In a recent team meeting, one of our instructional designers noted that one of the recent trends in their observation with clients at Janek is the inclusion of Subject Matter Experts (SMEs) in the selling process, rather than a Sales Agent just learning about services and products to sell on their own. A SME is someone who is an expert in a particular area or field – in the business world, they’re sometimes called technical experts or sales support.
Regardless of their area of expertise, the partnership between a sales rep and a SME is a potentially powerful synergy and fits in with the notion of a collaborative, team-based selling strategy. But it also needs to be handled carefully.
- Clearly define the roles before the sales meeting.
SMEs, by virtue of their in-depth knowledge, frequently have an intellectual bent and are passionate about their subject area. This often leads them to taking on a starring role in meetings – particularly internal discussions where their expertise is critical for the meeting’s success.

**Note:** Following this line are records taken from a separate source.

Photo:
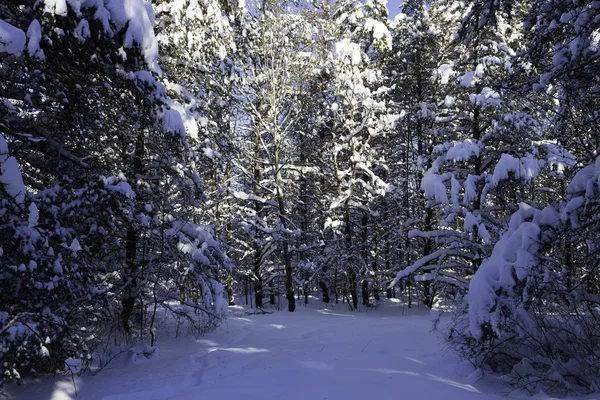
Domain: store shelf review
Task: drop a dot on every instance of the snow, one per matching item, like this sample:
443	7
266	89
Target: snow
434	187
380	32
526	168
324	353
463	151
12	180
136	16
348	51
34	216
12	39
487	97
444	73
34	34
58	7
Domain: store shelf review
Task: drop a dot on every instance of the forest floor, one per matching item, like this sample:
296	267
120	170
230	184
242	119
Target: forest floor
312	354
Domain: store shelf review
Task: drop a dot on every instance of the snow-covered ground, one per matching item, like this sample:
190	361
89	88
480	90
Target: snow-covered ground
311	354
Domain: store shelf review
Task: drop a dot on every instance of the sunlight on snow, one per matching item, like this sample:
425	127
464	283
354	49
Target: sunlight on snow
327	312
415	360
395	371
453	383
207	342
436	378
240	350
318	365
64	390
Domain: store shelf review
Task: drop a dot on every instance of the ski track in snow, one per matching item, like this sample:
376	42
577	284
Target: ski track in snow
309	354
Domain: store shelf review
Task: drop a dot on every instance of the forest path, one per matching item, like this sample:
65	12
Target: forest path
311	354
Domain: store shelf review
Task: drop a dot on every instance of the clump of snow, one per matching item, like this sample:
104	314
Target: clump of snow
348	51
136	16
34	216
433	186
12	39
74	365
444	72
34	34
463	151
487	97
12	180
514	256
380	32
526	168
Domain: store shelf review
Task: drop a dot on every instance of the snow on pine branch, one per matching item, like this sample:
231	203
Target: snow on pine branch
12	39
135	16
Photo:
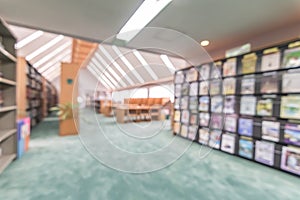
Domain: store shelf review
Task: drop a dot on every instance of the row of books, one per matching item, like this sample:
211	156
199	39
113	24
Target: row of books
284	157
268	83
268	60
268	129
286	107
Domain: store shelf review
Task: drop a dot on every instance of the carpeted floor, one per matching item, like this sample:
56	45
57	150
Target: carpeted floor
61	168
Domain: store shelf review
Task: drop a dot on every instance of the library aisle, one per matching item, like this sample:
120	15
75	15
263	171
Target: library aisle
61	168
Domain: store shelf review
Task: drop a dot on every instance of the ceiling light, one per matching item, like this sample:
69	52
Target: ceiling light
142	16
145	64
44	47
29	39
128	64
168	63
52	54
204	43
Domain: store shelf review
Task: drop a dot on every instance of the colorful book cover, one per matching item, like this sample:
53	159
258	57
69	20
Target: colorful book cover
290	107
270	130
245	127
228	143
290	159
264	152
246	147
292	134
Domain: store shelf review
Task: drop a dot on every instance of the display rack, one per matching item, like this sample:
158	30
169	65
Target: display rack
248	105
8	136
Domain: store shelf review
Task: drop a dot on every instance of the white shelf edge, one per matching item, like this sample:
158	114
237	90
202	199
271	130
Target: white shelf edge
6	133
5	160
6	81
7	54
8	108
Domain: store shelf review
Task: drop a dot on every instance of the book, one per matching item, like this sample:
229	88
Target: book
184	130
264	152
216	71
192	75
270	130
203	88
204	103
216	104
204	119
177	115
184	102
185	116
177	90
248	84
229	85
215	87
292	134
204	72
291	83
194	89
249	63
193	105
245	127
203	136
229	105
176	128
228	143
246	147
179	77
230	123
264	107
290	159
269	83
290	107
216	121
229	67
215	139
248	105
194	119
291	58
192	132
270	62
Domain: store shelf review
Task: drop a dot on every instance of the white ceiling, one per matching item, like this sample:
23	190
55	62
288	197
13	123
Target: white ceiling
226	23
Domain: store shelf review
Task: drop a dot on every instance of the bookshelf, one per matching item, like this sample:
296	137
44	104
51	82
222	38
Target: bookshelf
247	106
8	136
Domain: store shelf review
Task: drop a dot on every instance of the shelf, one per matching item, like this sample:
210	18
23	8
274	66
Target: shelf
7	82
8	108
5	55
5	160
6	133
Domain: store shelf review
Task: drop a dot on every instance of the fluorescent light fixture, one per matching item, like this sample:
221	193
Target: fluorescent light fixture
104	81
44	47
55	60
117	66
204	43
52	54
29	39
98	66
101	74
168	63
145	64
128	64
106	67
142	16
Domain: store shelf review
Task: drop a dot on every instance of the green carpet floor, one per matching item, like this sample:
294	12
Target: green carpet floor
61	168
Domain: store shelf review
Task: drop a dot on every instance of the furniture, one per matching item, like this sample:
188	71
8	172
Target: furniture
8	131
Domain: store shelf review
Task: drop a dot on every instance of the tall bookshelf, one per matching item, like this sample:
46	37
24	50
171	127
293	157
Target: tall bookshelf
8	136
247	106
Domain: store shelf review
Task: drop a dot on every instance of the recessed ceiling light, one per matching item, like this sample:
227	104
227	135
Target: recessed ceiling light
204	43
142	16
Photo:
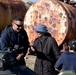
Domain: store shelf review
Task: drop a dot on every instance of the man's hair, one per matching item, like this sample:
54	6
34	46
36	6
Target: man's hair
17	19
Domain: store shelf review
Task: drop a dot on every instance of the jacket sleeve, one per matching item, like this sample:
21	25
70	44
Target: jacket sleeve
59	62
55	48
4	40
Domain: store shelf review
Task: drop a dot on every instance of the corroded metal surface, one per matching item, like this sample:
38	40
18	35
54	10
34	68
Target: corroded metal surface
59	18
9	9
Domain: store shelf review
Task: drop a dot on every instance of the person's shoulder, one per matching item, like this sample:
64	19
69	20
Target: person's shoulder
65	53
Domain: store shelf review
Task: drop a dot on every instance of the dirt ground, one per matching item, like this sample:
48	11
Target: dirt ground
30	61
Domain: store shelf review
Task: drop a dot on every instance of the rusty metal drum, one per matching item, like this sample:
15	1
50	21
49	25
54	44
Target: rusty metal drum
10	9
59	17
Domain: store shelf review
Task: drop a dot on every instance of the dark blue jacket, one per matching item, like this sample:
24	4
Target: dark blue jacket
9	38
67	60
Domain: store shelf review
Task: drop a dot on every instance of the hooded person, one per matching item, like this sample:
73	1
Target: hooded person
68	58
46	49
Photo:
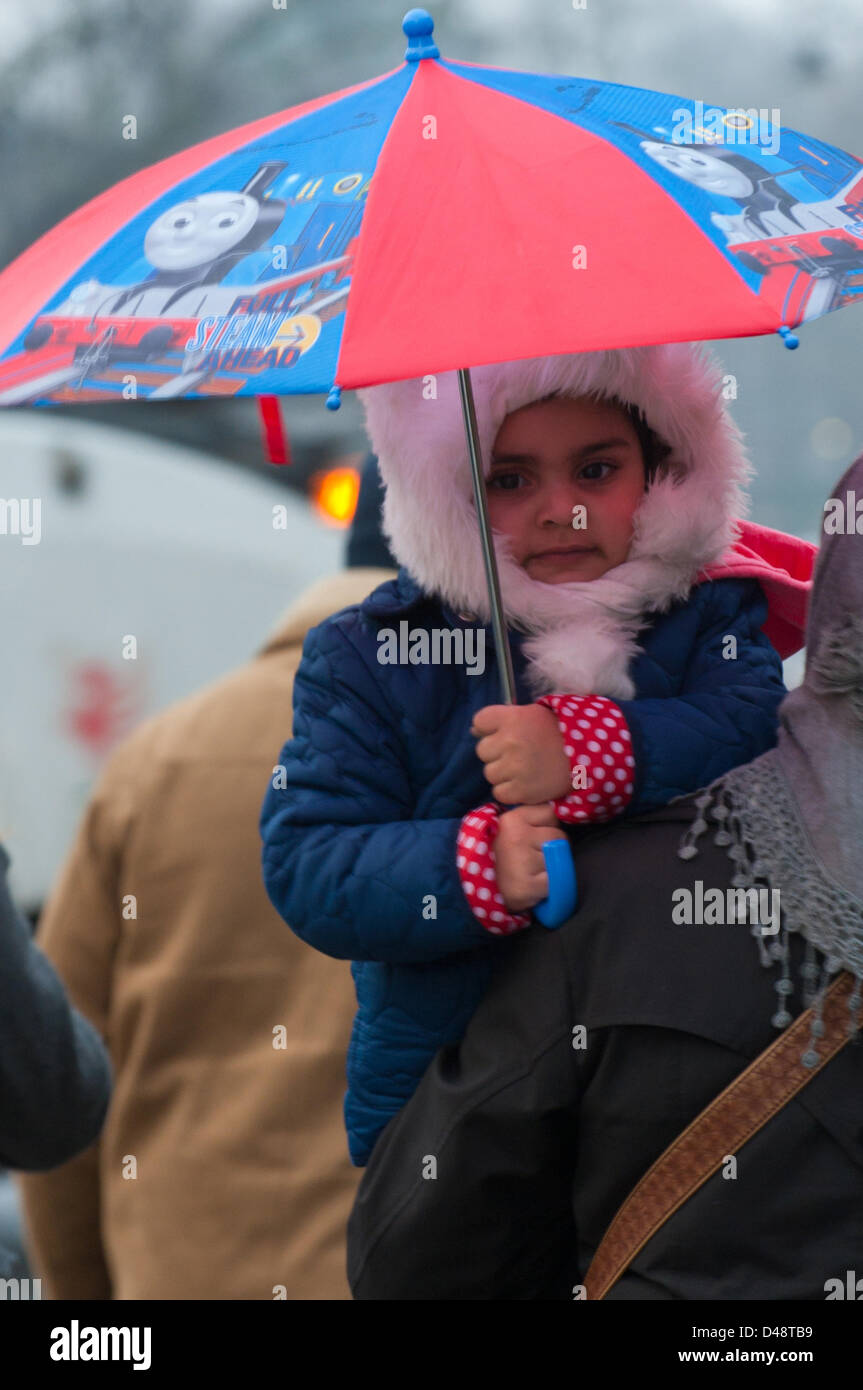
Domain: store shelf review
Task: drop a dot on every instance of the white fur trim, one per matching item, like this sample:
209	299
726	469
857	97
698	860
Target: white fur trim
582	633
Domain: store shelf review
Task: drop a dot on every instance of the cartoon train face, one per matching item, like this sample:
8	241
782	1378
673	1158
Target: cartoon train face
698	166
200	230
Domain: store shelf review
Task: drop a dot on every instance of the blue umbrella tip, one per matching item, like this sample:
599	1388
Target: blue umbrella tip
418	27
788	338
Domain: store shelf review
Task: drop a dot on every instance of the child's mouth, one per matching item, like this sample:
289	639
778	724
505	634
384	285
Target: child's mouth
570	555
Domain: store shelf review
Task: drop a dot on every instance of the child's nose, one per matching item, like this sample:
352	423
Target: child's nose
556	505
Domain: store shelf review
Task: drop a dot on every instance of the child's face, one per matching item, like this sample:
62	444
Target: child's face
551	458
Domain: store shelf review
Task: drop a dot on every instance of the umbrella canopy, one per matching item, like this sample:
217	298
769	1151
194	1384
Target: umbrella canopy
441	216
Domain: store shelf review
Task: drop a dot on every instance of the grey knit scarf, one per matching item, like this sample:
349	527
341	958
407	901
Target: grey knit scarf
792	819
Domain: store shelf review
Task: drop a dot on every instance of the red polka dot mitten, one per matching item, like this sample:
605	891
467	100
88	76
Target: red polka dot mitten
475	863
599	747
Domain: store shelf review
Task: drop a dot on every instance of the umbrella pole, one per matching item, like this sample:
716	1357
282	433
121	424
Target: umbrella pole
502	642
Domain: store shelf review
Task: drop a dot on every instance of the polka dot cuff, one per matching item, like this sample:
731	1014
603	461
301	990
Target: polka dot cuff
599	747
475	863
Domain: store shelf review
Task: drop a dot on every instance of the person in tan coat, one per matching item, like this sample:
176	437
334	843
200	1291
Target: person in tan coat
223	1168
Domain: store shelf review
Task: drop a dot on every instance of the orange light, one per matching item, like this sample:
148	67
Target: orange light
335	495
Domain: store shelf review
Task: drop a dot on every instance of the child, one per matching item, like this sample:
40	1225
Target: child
614	480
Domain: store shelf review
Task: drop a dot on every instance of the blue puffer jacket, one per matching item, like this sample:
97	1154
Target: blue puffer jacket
360	830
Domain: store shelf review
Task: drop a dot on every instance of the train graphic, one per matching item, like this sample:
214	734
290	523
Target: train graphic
798	228
182	328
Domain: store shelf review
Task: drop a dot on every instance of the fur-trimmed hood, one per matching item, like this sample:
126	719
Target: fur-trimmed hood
581	634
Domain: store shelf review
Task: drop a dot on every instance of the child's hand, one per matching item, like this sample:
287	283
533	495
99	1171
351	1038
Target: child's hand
519	862
521	747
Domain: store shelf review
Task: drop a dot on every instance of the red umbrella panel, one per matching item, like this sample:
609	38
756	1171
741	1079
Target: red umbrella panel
438	216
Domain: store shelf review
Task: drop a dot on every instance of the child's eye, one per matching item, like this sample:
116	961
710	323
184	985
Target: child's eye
591	470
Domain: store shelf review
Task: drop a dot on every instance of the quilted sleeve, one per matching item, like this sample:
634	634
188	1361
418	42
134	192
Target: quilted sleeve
726	713
345	863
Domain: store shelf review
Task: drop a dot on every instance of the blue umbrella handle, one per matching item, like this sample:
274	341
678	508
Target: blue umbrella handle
563	890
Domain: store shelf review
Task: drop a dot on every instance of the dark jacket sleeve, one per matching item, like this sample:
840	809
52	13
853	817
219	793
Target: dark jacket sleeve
343	861
726	713
469	1190
54	1072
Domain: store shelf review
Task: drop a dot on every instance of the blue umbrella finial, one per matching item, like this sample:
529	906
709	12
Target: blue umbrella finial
418	27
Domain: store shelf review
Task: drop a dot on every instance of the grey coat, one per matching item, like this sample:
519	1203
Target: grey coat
54	1070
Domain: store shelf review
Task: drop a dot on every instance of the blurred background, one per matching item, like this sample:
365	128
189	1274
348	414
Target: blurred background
160	512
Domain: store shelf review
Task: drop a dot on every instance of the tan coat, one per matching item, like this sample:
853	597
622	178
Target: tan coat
223	1166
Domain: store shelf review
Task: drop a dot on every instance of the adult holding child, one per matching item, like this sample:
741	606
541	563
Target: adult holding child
601	1043
642	649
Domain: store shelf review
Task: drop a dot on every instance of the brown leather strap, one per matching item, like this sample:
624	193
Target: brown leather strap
733	1118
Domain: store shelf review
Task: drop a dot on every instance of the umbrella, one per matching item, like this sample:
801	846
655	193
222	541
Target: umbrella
439	216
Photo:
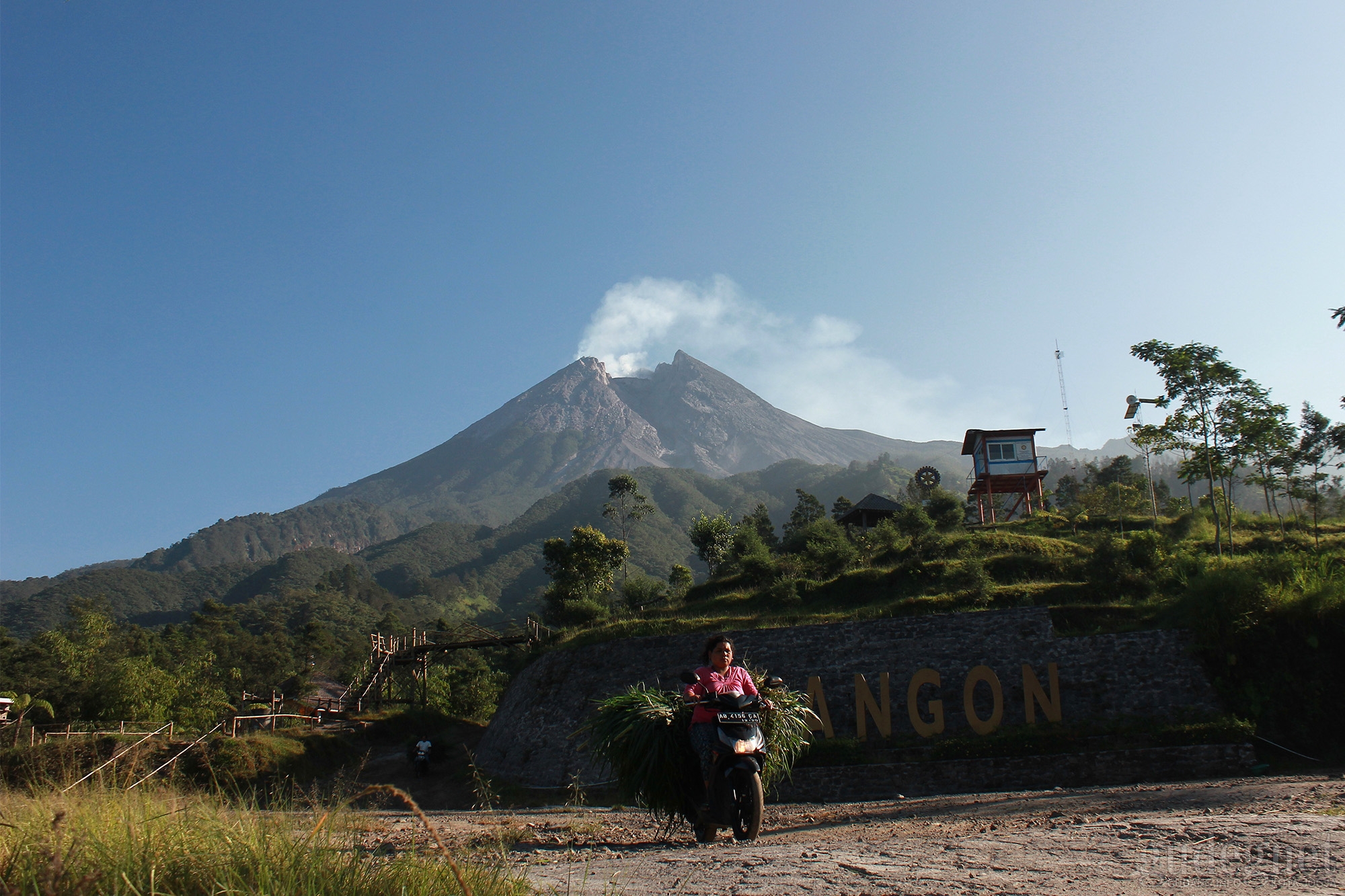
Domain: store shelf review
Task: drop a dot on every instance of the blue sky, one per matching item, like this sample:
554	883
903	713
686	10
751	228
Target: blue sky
249	252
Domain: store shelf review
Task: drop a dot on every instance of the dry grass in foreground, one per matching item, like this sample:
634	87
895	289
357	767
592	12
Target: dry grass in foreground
171	844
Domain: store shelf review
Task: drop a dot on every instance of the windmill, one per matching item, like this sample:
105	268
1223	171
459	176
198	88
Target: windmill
1133	405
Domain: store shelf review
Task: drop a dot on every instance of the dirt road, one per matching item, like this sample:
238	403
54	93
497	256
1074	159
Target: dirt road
1241	836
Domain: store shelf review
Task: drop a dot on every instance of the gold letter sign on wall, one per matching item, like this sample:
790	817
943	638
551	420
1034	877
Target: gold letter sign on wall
864	701
818	702
1034	694
923	728
969	690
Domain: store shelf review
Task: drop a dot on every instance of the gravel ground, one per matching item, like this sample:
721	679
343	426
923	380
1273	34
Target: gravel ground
1233	836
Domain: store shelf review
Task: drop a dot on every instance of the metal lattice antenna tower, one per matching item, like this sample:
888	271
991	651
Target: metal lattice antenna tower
1065	403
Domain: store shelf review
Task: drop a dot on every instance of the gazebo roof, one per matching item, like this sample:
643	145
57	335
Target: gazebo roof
969	443
874	506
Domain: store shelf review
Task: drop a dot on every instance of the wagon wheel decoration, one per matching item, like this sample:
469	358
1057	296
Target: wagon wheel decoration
927	478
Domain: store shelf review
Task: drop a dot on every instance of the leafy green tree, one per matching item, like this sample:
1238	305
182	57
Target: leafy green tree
141	692
626	506
761	520
913	521
1313	455
25	704
582	573
1196	378
751	555
840	507
714	540
824	548
1265	435
467	688
806	510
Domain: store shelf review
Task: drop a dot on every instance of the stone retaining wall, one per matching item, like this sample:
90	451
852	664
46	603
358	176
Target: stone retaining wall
1139	674
847	783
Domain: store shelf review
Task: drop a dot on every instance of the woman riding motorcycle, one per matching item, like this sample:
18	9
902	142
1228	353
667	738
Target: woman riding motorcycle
716	676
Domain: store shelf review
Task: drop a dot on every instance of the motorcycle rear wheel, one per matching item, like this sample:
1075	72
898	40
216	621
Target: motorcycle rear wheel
747	819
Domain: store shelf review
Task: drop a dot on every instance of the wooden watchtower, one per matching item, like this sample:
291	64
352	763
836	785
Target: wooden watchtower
1004	463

In a sales meeting, however, they take on a supporting role – it’s the sales rep, who has built the relationship with the customer and has the training and experience in the selling process, in charge. Without an established, outlined set of roles, there’s a chance that the SME falls into their natural habits, which is to focus on product and technical information. This may confuse the customer and derail the sales process.
- Prepare the SME for the meeting.
Conversely, if the SME doesn’t have their role defined and isn’t aware of the particulars of the sales scenario, they can wonder why they’re there and might feel as if the meeting is a waste of their time. Remember, the subject expert is a highly skilled, highly educated member of your organization and a valuable, scarce resource. Their time needs to be used wisely to maximize the return on your investment in them and to ensure job satisfaction.
That means the sales rep and the SME should work together beforehand to develop a game plan. Not only does it include going over the agenda and what types of questions the SME can likely expect, but plotting out relevant and succinct answers to the projected questions. The brevity is key – left unchecked, it’s quite possible the excited expert could veer off into subject esoterica that leaves the customers glassy-eyed because it’s not relevant to the discussion at hand.
Another critical aspect of the meeting preparation – the sales rep sharing with their expert partner the specifics of the selling situation – why the customers are looking to buy, who the major decision makers are, what precise needs have been uncovered during the discovery process, etc. This will give the SME the context and help hone answers to stay on topic.
Also consider having the sales rep teach the SME the basics of your sales methodology and/or include them in your selling skills training process. Due to the baseline intelligence needed to become an expert in anything, SMEs will likely quickly grasp the fundamentals of selling, which will also assist in preparing appropriate answers to anticipated questions.
- The sales rep should also learn from the SME.
Just as the sales rep should provide the expert an overview of the most important selling tools, so too should the SME relate some of their expert knowledge to the sales rep in meeting planning. The reason for this is because if a sales rep doesn’t have enough knowledge about the subject, they can become quickly sidelined during the sales meeting – even if everything else we’ve described here is adhered to.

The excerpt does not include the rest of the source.